By Emilie Bahr
I saw a teaser to an article in Travel + Leisure magazine recently declaring a certain southern city the most walkable in the U.S. As an almost lifelong southerner and active transportation nerd, the headline caught my attention, as did the image that accompanied it: Wrought-iron balconies dripping in ferns. Brightly-hued stucco facades on lovely old buildings. Could they be talking about my hometown? I wondered.
I clicked on the link to discover that, in fact, New Orleans was being held up as the most walkable city in the country – the fourth most walkable in the world! And I laughed out loud.
I am a proud Crescent City partisan. I’m ever ready to make the case for my city’s importance and exceptionalism and have been known to recite to visitors and newcomers the Tennessee Williams quote all longtime New Orleanians know by heart: “America has only three cities: New York, San Francisco and New Orleans…”
New Orleans looks, sounds, tastes and feels unlike anyplace else in this country, if not the planet. But if you come here expecting to find the “most walkable” city, you are likely to be about as surprised as you would if you came expecting to find the “most efficient” or “least humid” or “most teetotaling.”
Naming New Orleans “most walkable” is a testament, perhaps, to just how bad off the American landscape is for walkability, though I could easily tick off a handful of places better-suited to the mantle (including, as it so happens, New York and San Francisco.)
It’s true that New Orleans is more walkable than your average American city. It is old, founded in 1718, around a century before the advent of the Model T, and we benefit from a transportation network and footprint that were largely established before the arrival of the car. There are many neighborhoods in which it is possible to walk to get places, and in some parts of town, those walks can be quite pleasant. We are also a poor city with a rate of car ownership that is below the national average, leaving many no choice but to get around by foot, bike or transit.

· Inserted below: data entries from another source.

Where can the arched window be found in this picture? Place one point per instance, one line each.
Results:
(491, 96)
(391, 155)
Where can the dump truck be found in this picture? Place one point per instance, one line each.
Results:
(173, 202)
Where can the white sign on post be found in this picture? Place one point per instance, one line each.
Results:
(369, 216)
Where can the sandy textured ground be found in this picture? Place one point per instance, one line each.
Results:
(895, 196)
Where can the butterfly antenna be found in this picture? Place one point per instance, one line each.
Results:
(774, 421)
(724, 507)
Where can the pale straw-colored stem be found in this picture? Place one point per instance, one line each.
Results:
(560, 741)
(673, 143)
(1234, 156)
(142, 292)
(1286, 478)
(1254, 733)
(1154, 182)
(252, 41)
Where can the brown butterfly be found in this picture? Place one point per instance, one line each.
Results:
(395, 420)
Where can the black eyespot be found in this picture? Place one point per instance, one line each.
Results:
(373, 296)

Even so, I’m sorry to say that we have turned our city over to cars about as much as any other, as an unsuspecting tourist from Seattle or Portland will discover upon attempting to cross the street; as the City Council made clear a few years ago when its French Quarter representative successfully argued for the removal – at significant expense – of a protected bike lane in another part of his district; and as we see year after year in a pedestrian fatality rate that stands among the highest in the nation.
A few weeks ago, the newly-minted police chief, a woman whom I have met and respect, made headlines for striking two pedestrians with her police car in the French Quarter. The news coverage focused on the fact that she passed a breathalyzer test conducted per protocol and that the pedestrians were apparently going to be ok. I expected that the incident might spark new calls for restrictions on driving through the Vieux Carre – the oldest and most-visited neighborhood in the city and one built quite literally for walking – something the mayor unsuccessfully lobbied for a few years back.
Instead, the comments posted on social media spoke to our auto myopia.
“Pedestrians treat the French Quarter like it’s some kind of pedestrian mall,” read a representative one.
Part of me wishes that Travel + Leisure had declared my tourism-dependent city the worst for pedestrians. Maybe that would have gotten policy makers’ attention.